The most original part of Murphy’s book is the way she connects our planetary crisis with the importance of realizing our own true nature.
To successfully defend this miracle of biodiversity from our own limitless predation, we have to recover personal awareness of the full nature of mind. To fail to make this effort of knowing our own mind is to agree to fail as a species, and to fail the particular call of the earth upon us as individuals and as a species. We alone among the species can catastrophically rip down the weave. And we alone can literally mind—hold in mind and consciously care for—this delicate, animated web of numberless relationships, and discover in its mysterious nature the self-same essential nature of ourselves.
Such a conscious, disciplined, inquiring use of the mind is called a practice.
The practice Murphy offers is “a medicine bundle” of fourteen koans—most traditional, a few not—that directly address our relationship with the earth, each accompanied by her own commentary followed by a Basho haiku. Such koans can liberate us from “the thinking that learns to divide reality in order to handle and manipulate it cleverly, but leaves us painfully locked outside the whole.” This is because “the experience of Zen is that we are literally not what we think. Its path leads insistently away from the abstracting attitude and habit of mind, back to the wholeness of reality and the particularity of each thing.”
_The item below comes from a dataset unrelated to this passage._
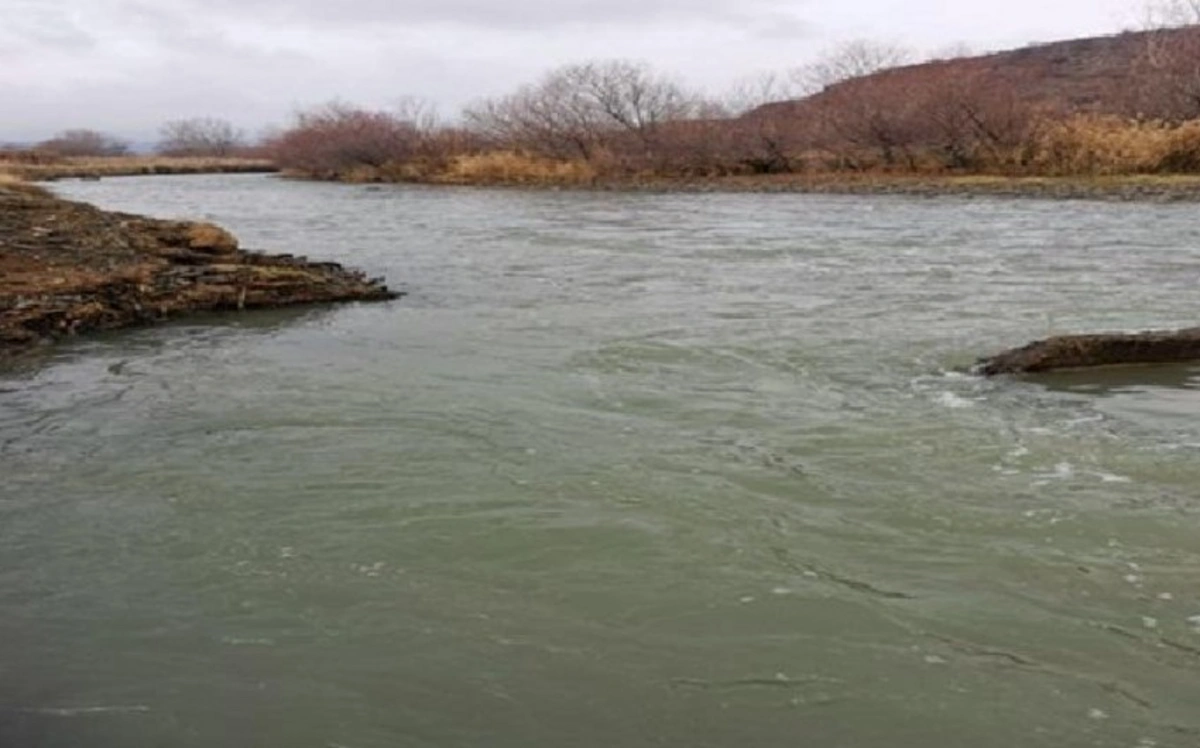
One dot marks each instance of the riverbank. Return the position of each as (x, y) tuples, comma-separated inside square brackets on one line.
[(1149, 187), (35, 169), (1185, 187), (69, 268)]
So there’s no place for thinking in the Zen experience? That doesn’t sound like wholeness to me, but another way to divide up reality. Is the point to get rid of thinking, or to think more deeply, more nondually? Sometimes Zen non-intellectualism drifts into an anti-intellectualism that, if taken literally, would not allow me to appreciate Murphy’s fine book, which is chock full of wonderful insights and, yes, abstractions that not only describe our predicament, but also point to resources within the Zen tradition that can help us respond to it.